Daily Tax Update - June 5, 2007

SENATE SUBCOMMITTEE ON INVESTIGATIONS HOLDS HEARING ON EXECUTIVE STOCK OPTIONS:  Today, the Senate’s Permanent Subcommittee on Investigations held a hearing entitled, “Executive Stock Options: Should the IRS and Stockholders Be Given Different Information?” The hearing examined corporate accounting and tax rules that require corporations to report one set of stock option compensation figures to investors on their financial statements and completely different figures to the IRS on their tax returns.

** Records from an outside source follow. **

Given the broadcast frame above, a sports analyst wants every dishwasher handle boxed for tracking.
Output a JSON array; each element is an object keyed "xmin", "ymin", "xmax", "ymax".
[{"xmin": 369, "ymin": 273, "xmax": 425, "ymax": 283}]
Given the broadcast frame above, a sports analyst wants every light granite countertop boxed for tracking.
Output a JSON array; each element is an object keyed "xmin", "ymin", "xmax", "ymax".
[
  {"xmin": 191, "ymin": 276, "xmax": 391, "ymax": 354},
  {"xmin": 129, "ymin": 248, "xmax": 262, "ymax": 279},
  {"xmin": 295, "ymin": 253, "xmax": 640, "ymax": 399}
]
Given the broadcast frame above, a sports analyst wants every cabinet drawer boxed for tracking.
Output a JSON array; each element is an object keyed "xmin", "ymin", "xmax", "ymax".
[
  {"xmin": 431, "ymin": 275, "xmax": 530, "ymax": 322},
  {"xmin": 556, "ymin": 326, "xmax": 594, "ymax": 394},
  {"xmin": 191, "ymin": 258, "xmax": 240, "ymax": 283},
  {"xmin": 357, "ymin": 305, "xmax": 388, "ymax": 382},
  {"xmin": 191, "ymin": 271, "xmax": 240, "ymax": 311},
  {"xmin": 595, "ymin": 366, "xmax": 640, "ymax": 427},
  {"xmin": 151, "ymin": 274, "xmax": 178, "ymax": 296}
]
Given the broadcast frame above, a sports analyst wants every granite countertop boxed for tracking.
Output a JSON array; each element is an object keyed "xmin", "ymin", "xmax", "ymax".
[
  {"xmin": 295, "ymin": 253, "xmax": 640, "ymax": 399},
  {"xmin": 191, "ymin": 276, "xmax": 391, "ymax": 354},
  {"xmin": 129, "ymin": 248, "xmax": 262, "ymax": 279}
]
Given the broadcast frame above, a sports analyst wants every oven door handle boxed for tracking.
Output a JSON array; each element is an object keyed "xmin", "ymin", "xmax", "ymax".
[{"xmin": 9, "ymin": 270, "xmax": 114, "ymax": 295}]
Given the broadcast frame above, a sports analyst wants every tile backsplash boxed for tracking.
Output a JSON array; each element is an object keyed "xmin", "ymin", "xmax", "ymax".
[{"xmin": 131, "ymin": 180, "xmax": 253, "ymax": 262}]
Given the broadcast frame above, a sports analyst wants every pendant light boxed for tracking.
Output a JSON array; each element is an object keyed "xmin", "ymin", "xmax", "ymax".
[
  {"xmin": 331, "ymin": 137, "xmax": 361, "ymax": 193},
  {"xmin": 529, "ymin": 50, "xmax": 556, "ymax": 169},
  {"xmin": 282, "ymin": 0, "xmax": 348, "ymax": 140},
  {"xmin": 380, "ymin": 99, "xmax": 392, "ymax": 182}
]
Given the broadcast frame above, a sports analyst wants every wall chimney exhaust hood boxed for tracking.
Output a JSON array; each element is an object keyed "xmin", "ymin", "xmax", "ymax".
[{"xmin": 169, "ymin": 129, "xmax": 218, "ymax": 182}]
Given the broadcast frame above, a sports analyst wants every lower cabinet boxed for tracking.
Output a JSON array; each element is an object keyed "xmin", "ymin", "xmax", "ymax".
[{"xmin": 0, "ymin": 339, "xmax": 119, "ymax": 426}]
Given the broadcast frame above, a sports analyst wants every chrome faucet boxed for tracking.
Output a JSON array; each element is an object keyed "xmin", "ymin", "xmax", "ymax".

  • Subcommittee Chairman Carl Levin (D-MI) said, “Stock options are a major factor in the growing gap – now chasm – between executive pay and average worker pay.  Companies pay their executives with stock options in part because, right now, those stock options often generate huge tax deductions that are 2, 3, even 10 times larger than the stock option expense shown on the company books.  For example, nine companies we examined claimed stock option tax deductions over five years that exceeded their stock option expenses by more than $1 billion, or 575%, even after using tougher new accounting rules to calculate the book expense.  New IRS data, examining tax returns for periods ending between December 2004 to June 2005, has identified a massive stock option book-tax gap of $43 billion, which means U.S. companies legally reduced their taxes by billions of dollars for that period by claiming $43 billion more in stock option tax deductions than the stock option compensation amount shown on their books.  Those companies did not break the law; they are benefiting from an outdated and overly generous stock option tax rule that produces tax deductions that often far exceed the companies’ reported expenses.”  Levin said that he plans to introduce legislation later this year to narrow the gap between expenses reported on corporate financial statements related to stock options and deductions taken on tax returns related to those same options.
  • Acting IRS Commissioner Kevin Brown said current rules on stock options are "straightforward and easy to administer. . .We like the symmetry and precision of the current system."